Proof-of-Stake (PoS) is a type of consensus model that blockchain networks utilize to verify transactions. It is important to note that blockchains are decentralized ledgers that enable transactions without any central authority such as banks or private firms.
Therefore, blockchain networks require a mechanism that they can use to validate the authenticity of transaction records on them.
There are many types of consensus models. However, PoS are a method where blockchain nominate nodes as validators. These validators have the ability to authenticate and approve transaction records.
However, validators have to stake a considerable amount of native token of the given blockchain in the smart contract. If a validator increases the total locked or staked funds, their chances of getting verification contract also rises.
What is Leased Proof-of-Stake (LPoS)?
LPoS is a modified type of PoS. In LPoS validators nodes have the advantage of leasing their token reserves to a validator. In this manner, they can increase the staking power of a particular validator in exchange for earning a portion of the block rewards.
The leasing nodes in question can lack the technical knowledge or financial advantage but can participate in the process of block generation through this process. Therefore, in an LPoS blockchain network token holders have the ability to stake their reserves or run a full node.
Meanwhile, a validator that can amass the largest amount of leased tokens can increase their chances of verifying new blocks. In this manner, the earning potential for the validator also increases.
However, the validators have to share a portion of their additional income with the leasers in accordance with the proportion of their contributions. At the same time, the LPoS investors have an option to earn mining rewards without participating in the mining process.
How does Leased Proof-of-Stake Work?
Here are some steps to explain the LPoS process:
- Token holders or nodes initiate a lease transaction by selecting an amount and inputting wallet address. Investors can cancel the lease at any time.
- Leased funds are added to the validator’s pool and increase the chance of verification contract.
- Leasers can participate in the block creation process.
- Nominated nodes verify transactions, arrange them in blocks, and earn transaction fee.
- Validators or node operators distribute the rewards among stakers proportional to the invested amount.
- Leased token remain within the custody of participants but are linked to the validator funds through linking. Once leased, the nodes cannot spent or transfer the tokens without canceling the lease contract.
Features of LPoS
Here are some important features of LPoS:
Leased tokens are not transferred to validators. At the same time, leasers cannot conduct trade with them. Investors have the ability to leased tokens out of a cold storage wallet.
LPoS networks distribute rewards based on the proportion of staked amount. At the same time, these networks use peer-to-peer protocols for making transactions. Therefore, it does not have mining pools or third-party intervention.
Unpredictable Block Generation
The process of validator is a randomized process to ensure unbiased operation.
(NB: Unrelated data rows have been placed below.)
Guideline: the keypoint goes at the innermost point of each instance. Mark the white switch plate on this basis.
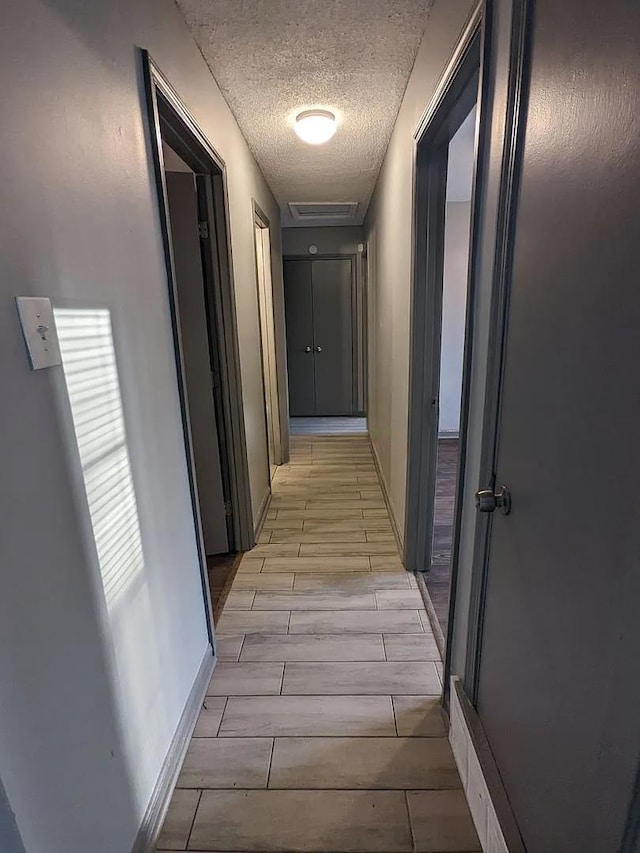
(39, 330)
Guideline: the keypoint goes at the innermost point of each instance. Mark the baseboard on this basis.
(431, 613)
(490, 809)
(159, 803)
(385, 493)
(262, 514)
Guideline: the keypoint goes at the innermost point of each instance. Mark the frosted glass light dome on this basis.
(315, 126)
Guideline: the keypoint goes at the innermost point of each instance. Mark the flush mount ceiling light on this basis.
(315, 126)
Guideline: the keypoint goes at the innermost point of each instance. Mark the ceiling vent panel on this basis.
(303, 210)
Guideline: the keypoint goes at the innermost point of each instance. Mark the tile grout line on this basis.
(411, 832)
(226, 702)
(273, 746)
(193, 822)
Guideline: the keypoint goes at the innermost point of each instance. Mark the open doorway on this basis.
(267, 338)
(442, 310)
(460, 162)
(191, 187)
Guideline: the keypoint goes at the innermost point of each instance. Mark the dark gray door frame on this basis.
(454, 97)
(169, 118)
(500, 287)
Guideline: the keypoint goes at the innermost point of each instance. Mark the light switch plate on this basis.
(39, 330)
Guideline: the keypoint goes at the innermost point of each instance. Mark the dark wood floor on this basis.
(222, 570)
(439, 577)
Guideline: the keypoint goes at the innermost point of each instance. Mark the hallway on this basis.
(322, 729)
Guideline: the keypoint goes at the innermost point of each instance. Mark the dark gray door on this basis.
(299, 318)
(559, 694)
(183, 212)
(320, 336)
(333, 335)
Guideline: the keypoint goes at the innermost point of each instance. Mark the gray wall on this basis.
(388, 229)
(330, 241)
(79, 223)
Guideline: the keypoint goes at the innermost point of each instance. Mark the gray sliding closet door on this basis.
(333, 336)
(319, 298)
(299, 318)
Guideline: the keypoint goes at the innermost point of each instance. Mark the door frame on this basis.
(167, 115)
(358, 306)
(261, 221)
(446, 111)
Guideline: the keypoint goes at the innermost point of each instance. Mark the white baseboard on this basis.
(397, 531)
(482, 804)
(161, 797)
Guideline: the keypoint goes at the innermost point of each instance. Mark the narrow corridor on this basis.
(322, 728)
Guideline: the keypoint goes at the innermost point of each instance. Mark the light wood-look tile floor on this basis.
(322, 730)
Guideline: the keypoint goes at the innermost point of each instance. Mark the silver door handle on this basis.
(489, 501)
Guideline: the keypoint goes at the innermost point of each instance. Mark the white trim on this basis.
(161, 797)
(473, 781)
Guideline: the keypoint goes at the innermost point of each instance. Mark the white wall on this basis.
(388, 227)
(79, 223)
(454, 305)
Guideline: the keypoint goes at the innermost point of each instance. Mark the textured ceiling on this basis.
(274, 58)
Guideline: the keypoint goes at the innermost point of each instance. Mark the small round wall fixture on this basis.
(315, 126)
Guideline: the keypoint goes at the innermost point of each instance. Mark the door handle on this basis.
(489, 501)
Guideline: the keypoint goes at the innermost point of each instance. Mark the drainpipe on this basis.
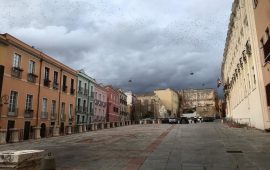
(59, 97)
(39, 86)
However, the greater staked token amount can play an important role in increasing the chances of a node to get a selected for generating the next block.
The total amount of leased token is not increased by mining.
LPoS developers place greater emphasis to scalable protocols in comparison to second-tier applications.
Some blockchains issue token rewards for transaction verification but LPoS networks issue transaction fees as remuneration.
LPoS has many advantages such as passive investment options, smaller investment participation, security against bias, incentivizing collaboration among network participants, and low entry barrier, etc. Blockchain networks also use different types of PoS mechanisms such as Delegated PoS, Pure PoS, Proof-of-Validation, and Hybrid PoS.